Advanced recycling company APK AG and Finnish packaging specialist Huhtamaki Flexibles Packaging Europe have joined together to develop a laminate tube packaging incorporating recycled material with the quality required for, among others, cosmetics packaging. Sustainable Plastics spoke with Jakob Settele, of Huhtamaki Flexibles Packaging Europe and Florian Riedl, of APK AG, on the challenges and progress made to date.
The year 2025 is approaching fast. It is a year with special meaning for the packaging industry: the year when a great many packaging suppliers, brand owners and major corporations will be called on to make good on their pledges regarding plastic packaging and the circular economy. Major players in the industry have undertaken to reduce the use of virgin plastics, both by increasing the amount of recycled content used and by better design: creating their packaging to be reusable, recyclable or compostable so that it can stay in the circular economy.

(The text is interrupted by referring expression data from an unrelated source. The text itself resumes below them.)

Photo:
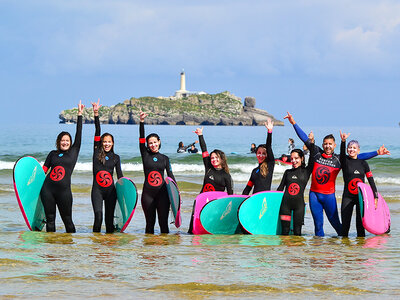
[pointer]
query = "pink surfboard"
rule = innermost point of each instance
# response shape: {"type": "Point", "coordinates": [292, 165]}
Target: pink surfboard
{"type": "Point", "coordinates": [201, 200]}
{"type": "Point", "coordinates": [376, 221]}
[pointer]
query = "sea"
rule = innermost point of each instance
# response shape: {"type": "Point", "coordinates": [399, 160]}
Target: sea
{"type": "Point", "coordinates": [133, 265]}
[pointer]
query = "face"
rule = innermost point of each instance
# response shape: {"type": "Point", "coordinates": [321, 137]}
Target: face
{"type": "Point", "coordinates": [65, 143]}
{"type": "Point", "coordinates": [353, 150]}
{"type": "Point", "coordinates": [329, 146]}
{"type": "Point", "coordinates": [261, 154]}
{"type": "Point", "coordinates": [107, 143]}
{"type": "Point", "coordinates": [216, 161]}
{"type": "Point", "coordinates": [154, 144]}
{"type": "Point", "coordinates": [296, 160]}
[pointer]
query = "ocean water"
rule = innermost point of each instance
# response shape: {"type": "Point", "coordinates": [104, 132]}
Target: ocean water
{"type": "Point", "coordinates": [178, 265]}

“The big urgency is mainly heard from the multinational brand owners, as various commitments were made at a stage when not all necessary information in terms of quality requirements and compliance was available,” said Jakob Settele, sales manager at Huhtamaki Flexible Packaging. ”The successful creation of a packaging material that contains a particular amount of recycled content by 2025 will be a complicated task for some products, but we are obviously working tremendously hard to advance this development.”
Huhtamaki, like other packaging producers, is therefore facing an enormous challenge, he said. “Not only do we need to integrate recycled content into our solutions, but we must also successfully apply design for recycling ,” said Settele. “Our cooperation with APK is a great start.”
Suitable for packaging
Huhtamaki was searching for a partner with a technology that would enable it within the short term to incorporate recycled content into one of the packaging materials in their portfolio - in this case, tube laminates. APK was not only able to come up with a suitable material, but also to provide the required quality and quantities for Huhtamaki to implement in tube laminates, said Settele.
APK’s Newcycling facility in Merseburg, Germany, valorises post-industrial multi-polymer, multi-layer plastic waste via a dissolution recycling process at industrial-scale. The plant, which has been online since June 2019, features an annual capacity of 8,000 t/a. The mixed input material - 70% LDPE and 30% PA - is transformed into high-purity recyclates.
“From the start, our aim has not been to produce recyclate for those market segments that have already been integrating recyclates into their products for the past twenty years – applications like furniture, park benches or landscaping,” said Florian Riedl, Director Business Development at APK AG. “With our LDPE recyclates, we are currently focusing on packaging segments such as non-food and cosmetic packaging and in the longer-term also food packaging. We specifically produce a quality recyclate that is suitable as an alternative to virgin material and have in fact been producing LDPE for use in packaging applications for nearly two years already. So we are very happy about the cooperation with Huhtamaki – especially as in Huhtamaki, we have found a partner who has introduced a new approach and a new application with its tube laminates.”
Riedl explained that there were two important points to keep in mind when integrating recycled material into a complicated application like tube laminate. One is function, which refers to the mechanical properties of the material itself: it must not flake or otherwise fail. The second is the filling good, or, in other words, the product inside the packaging, which in this specific case would be cosmetics.
APK’s recyclate material meets both the physical and the filling good requirements, said Riedl, something that doesn’t often happen.
In 2020, its Mersalen LDPE NCY, the name under which APK’s LDPE recyclate is sold, first underwent a comprehensive migration analysis, which confirmed its purity level to be ‘decisively higher’ than recyclates from standard mechanical recycling. Then, two human toxicological risk evaluations were performed by two independent toxicology experts. The purpose was to evaluate the use of APK’s LDPE recyclate types in both flexible and rigid packaging applications for cosmetics and in personal hygiene products. Both these evaluations concluded that the recyclates could indeed be safely be used for these applications and that they met all mandatory legal requirements.
“Our Newcycling technology produces very pure, homogenous LDPE, good quality recyclate and we were very proud when this was confirmed by these expert assessments,” Riedl said.